2017 Fiscal Year Research-status Report
「将来的な復旧の可能性を残した無居住化集落」の形成手法:新しい選択的過疎対策
Project/Area Number |
17K07998
|
Research Institution | Kanazawa University |
Principal Investigator |
林 直樹 金沢大学, 人間科学系, 准教授 (50446267)
|
Project Period (FY) |
2017-04-01 – 2021-03-31
|
Keywords | 無居住化集落 |
Outline of Annual Research Achievements |
本研究の目的は、無居住化の回避が難しい場合の次善策として「将来的な復旧の可能性を残した無居住化集落」の青写真と形成手法を提示することであり、大きく二つ、「人間と社会」(歴史的連続性など)、「自然と工学」(生産基盤など)の2系統に分けて実施している。
前者(人間と社会)については、当初、歴史的連続性の維持に関する住民ワークショップの実施を予定していたが、準備不足で実施できなかった。平成29年度は、実施の前提となる現地との情報共有や信頼関係の強化を行っただけにとどまった。連携研究者の小山元孝氏、渡邉展久氏と方向性について議論を行った。

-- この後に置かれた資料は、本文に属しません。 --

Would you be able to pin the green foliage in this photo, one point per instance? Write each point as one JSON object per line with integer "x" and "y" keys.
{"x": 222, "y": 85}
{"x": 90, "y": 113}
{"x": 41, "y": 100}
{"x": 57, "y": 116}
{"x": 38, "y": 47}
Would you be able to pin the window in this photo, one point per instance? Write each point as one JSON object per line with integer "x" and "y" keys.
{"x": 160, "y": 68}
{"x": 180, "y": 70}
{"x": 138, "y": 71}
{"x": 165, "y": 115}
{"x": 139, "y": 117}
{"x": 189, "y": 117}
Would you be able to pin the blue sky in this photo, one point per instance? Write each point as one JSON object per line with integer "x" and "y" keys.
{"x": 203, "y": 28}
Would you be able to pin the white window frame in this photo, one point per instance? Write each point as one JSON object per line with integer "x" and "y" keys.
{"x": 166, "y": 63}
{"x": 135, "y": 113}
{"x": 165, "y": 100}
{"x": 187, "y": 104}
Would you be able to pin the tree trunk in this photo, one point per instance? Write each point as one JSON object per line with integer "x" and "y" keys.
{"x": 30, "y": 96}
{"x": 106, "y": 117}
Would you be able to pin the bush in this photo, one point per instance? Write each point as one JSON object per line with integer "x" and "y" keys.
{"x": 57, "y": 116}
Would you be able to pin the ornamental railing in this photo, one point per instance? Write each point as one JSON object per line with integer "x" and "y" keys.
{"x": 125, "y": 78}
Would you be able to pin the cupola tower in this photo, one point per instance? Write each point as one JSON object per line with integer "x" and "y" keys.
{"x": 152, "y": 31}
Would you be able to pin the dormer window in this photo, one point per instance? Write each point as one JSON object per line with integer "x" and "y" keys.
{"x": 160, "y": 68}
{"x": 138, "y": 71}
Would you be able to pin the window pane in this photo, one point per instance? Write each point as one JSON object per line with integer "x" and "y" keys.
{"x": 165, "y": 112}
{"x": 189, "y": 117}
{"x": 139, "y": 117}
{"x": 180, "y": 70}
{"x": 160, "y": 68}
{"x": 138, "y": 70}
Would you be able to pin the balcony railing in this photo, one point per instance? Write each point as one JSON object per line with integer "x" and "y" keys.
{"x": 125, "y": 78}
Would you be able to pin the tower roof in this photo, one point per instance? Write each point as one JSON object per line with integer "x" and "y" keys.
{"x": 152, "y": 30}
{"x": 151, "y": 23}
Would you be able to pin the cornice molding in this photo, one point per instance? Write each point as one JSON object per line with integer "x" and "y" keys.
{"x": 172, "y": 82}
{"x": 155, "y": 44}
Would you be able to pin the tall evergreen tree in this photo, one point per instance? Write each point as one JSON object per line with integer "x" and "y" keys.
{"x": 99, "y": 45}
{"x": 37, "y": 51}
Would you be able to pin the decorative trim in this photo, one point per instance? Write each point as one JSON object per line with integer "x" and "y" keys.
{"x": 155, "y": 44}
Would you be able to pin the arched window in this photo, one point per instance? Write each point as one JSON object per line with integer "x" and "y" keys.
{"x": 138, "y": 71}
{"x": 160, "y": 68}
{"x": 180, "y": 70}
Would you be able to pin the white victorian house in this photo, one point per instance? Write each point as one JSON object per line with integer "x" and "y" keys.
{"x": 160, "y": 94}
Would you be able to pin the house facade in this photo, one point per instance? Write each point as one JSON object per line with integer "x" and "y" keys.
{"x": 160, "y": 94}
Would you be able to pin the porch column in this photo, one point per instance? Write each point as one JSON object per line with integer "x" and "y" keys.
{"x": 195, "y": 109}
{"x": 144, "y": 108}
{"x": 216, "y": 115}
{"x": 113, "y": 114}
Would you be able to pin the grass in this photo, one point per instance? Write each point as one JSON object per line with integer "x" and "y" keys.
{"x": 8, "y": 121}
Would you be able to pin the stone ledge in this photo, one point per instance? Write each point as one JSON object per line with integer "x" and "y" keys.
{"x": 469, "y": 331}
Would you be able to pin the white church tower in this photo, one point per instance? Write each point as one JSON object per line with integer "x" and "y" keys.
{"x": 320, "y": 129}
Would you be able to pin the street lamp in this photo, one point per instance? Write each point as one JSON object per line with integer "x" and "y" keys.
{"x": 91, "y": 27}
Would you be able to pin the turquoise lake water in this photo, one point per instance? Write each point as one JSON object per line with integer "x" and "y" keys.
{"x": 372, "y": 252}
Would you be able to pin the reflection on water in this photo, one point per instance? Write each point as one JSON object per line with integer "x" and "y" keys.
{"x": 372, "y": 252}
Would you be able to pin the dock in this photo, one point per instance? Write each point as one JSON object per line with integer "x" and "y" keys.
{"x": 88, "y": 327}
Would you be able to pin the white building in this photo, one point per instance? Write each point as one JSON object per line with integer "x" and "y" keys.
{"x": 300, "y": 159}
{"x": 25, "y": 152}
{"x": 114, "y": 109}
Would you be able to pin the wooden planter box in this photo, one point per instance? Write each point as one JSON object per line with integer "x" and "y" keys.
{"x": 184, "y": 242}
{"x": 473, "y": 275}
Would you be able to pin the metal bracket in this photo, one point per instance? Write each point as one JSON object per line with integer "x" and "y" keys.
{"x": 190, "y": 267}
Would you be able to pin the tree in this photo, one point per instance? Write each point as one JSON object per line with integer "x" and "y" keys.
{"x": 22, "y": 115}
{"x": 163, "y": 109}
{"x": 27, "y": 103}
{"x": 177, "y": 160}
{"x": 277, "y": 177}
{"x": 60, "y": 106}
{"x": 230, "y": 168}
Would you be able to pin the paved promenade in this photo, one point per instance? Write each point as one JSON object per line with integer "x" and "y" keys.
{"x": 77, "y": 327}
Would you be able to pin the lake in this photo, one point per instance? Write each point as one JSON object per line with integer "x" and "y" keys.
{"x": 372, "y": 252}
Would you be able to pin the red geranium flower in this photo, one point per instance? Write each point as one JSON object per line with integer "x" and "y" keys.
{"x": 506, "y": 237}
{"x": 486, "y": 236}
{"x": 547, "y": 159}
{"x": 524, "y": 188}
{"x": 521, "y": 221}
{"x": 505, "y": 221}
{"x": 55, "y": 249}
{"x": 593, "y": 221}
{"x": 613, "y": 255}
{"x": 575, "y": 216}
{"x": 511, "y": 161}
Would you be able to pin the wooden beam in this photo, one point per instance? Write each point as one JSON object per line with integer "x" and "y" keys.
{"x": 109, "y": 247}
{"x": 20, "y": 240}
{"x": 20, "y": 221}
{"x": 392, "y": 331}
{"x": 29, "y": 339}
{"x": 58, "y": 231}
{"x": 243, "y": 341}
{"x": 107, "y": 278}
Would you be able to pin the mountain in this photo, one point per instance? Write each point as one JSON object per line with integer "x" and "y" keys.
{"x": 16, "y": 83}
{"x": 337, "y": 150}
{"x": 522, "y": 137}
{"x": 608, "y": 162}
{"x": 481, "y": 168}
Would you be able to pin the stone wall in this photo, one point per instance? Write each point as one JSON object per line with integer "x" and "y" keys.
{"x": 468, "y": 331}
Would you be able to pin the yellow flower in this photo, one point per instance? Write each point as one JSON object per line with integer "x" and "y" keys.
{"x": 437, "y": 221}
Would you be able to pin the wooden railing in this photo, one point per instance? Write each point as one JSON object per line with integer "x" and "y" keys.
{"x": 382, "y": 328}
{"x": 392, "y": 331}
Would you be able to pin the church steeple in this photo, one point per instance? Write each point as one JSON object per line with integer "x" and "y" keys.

後者(自然と工学)については、次の3点を重点的に進めた。(1)古い地図などから無居住化集落を抽出する方法について検討した。試験的な取り組みとして、いくつかの地域を選び、古い郵便区全図から昔の集落の位置データ(東経北緯)を読み取った。それにより、現在の無居住化集落の位置が容易に抽出できるようになった。(2)現地調査の記録様式について連携研究者(主に渡邉敬逸氏、浅原昭生氏)と検討した。実際に無居住化集落に向かい、記録様式の問題点を抽出し、改善について検討した。記録様式について改善できていない点もあるが、大規模な調査を効率よく分析するための準備が整った。(3)ドローンの活用について、操作技術の向上に努めるとともに、撮影方法や画像処理方法について検討した(全方向写真の生成など)。
|
Current Status of Research Progress |
Current Status of Research Progress
3: Progress in research has been slightly delayed.
Reason
歴史的連続性の維持に関する住民ワークショップが実施できなかった。段取りのわるさもあるが、実施のイメージが共有できなかった。無居住化集落を抽出する方法は確立したが、実際に収集したデータは少数であり、分析に耐える状況には至っていない。無居住化集落を特定するための既存の情報が極めて少なく、遅れを生じさせることとなった。
|
Strategy for Future Research Activity |
前述のようにやや遅れが生じてしまったが、いずれについても、遅れを取り戻すことが可能な範囲内であり、全体としての研究計画はそのまま維持する。
|
Causes of Carryover |
次年度使用額は1万円未満であり、平成30年度の使用計画に大きな変更はない。